Panelists at the symposium included mayors from cities all over the world, including those in Brazil, Nigeria, the U.S. and U.K., and several other nations. New York City Mayor Bill de Blasio and Oakland, Calif. Mayor Jerry Brown also attended the meeting.
Organizers from the Pontifical Academy of Social Scientists encouraged attendees to share and foster ideas on tackling human-induced climate change and the social blight of human trafficking, modern slavery, and other forms of exploitation.
“At the symposium, Pope Francis called on mayors and other community leaders to take leadership in overcoming these major challenges,” says Gross. “Part of the discussion revolved around human trafficking, forced labor, prostitution, and organ trafficking, and I think those are each unique issues that, when addressed on a small scale, are going to make a much larger difference on the world’s stage.
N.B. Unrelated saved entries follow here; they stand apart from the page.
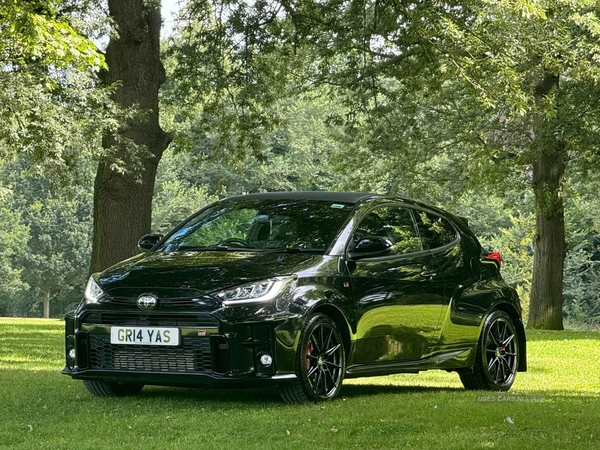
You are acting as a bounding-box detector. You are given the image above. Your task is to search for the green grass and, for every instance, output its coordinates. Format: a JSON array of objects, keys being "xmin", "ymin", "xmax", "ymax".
[{"xmin": 0, "ymin": 318, "xmax": 599, "ymax": 449}]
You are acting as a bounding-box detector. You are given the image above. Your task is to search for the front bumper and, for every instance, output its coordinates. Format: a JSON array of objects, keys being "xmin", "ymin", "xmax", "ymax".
[{"xmin": 62, "ymin": 310, "xmax": 300, "ymax": 387}]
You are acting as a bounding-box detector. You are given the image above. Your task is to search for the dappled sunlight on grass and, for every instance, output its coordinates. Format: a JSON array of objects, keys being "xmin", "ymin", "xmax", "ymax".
[
  {"xmin": 516, "ymin": 330, "xmax": 600, "ymax": 396},
  {"xmin": 0, "ymin": 318, "xmax": 64, "ymax": 371},
  {"xmin": 346, "ymin": 329, "xmax": 600, "ymax": 397},
  {"xmin": 1, "ymin": 319, "xmax": 599, "ymax": 449},
  {"xmin": 526, "ymin": 330, "xmax": 600, "ymax": 341}
]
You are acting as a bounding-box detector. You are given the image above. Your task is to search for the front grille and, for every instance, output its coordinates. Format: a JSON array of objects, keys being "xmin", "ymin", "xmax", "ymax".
[
  {"xmin": 88, "ymin": 335, "xmax": 212, "ymax": 373},
  {"xmin": 83, "ymin": 313, "xmax": 219, "ymax": 328},
  {"xmin": 111, "ymin": 297, "xmax": 199, "ymax": 307}
]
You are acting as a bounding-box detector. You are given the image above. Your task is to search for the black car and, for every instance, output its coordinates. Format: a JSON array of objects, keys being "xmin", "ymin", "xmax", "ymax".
[{"xmin": 63, "ymin": 192, "xmax": 526, "ymax": 403}]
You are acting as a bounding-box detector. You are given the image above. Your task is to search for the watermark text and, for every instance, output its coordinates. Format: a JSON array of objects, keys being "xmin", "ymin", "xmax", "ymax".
[{"xmin": 476, "ymin": 394, "xmax": 544, "ymax": 403}]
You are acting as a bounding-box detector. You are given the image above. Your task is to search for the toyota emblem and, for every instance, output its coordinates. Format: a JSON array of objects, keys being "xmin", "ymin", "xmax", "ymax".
[{"xmin": 137, "ymin": 294, "xmax": 158, "ymax": 310}]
It is our duty to protect the marginalized.”
Pope Francis called for joint action in Laudato Si’, writing, “Interdependence obliges us to think of one world with a common plan. Yet the same ingenuity which has brought about enormous technological progress has so far proved incapable of finding effective ways of dealing with grave environmental and social problems worldwide. A global consensus is essential for confronting the deeper problems, which cannot be resolved by unilateral actions on the part of individual countries.”
The Sustainable Development Goals Urban Alliance has several objectives, according to its statement, including:
- Helping cities achieve the SDGs
- Urging national and state governments to allow and facilitate cities to fulfill these
- responsibilities
- Cutting corruption that undermines sustainable development
- Engaging citizens and businesses to ensure people understand the SDGs
- Identifying pathways to decarbonize the energy system, with the ultimate goal being to prevent
- global warming from increasing beyond 2 degrees C
- Strengthening universities across the world to help them become innovation hubs for
- sustainable development
- Ending human trafficking and all forms of modern slavery
- Partnering with UN-Habitat to promote the success of Habitat III in Quito during 2016
“This is a big responsibility,” says Gross. “It’s impossible to achieve at a global level without hyper-local participation across the world’s cities. Cities are the places where sustainable development will succeed or fail – and it’s this group’s mission to ensure that it succeeds.”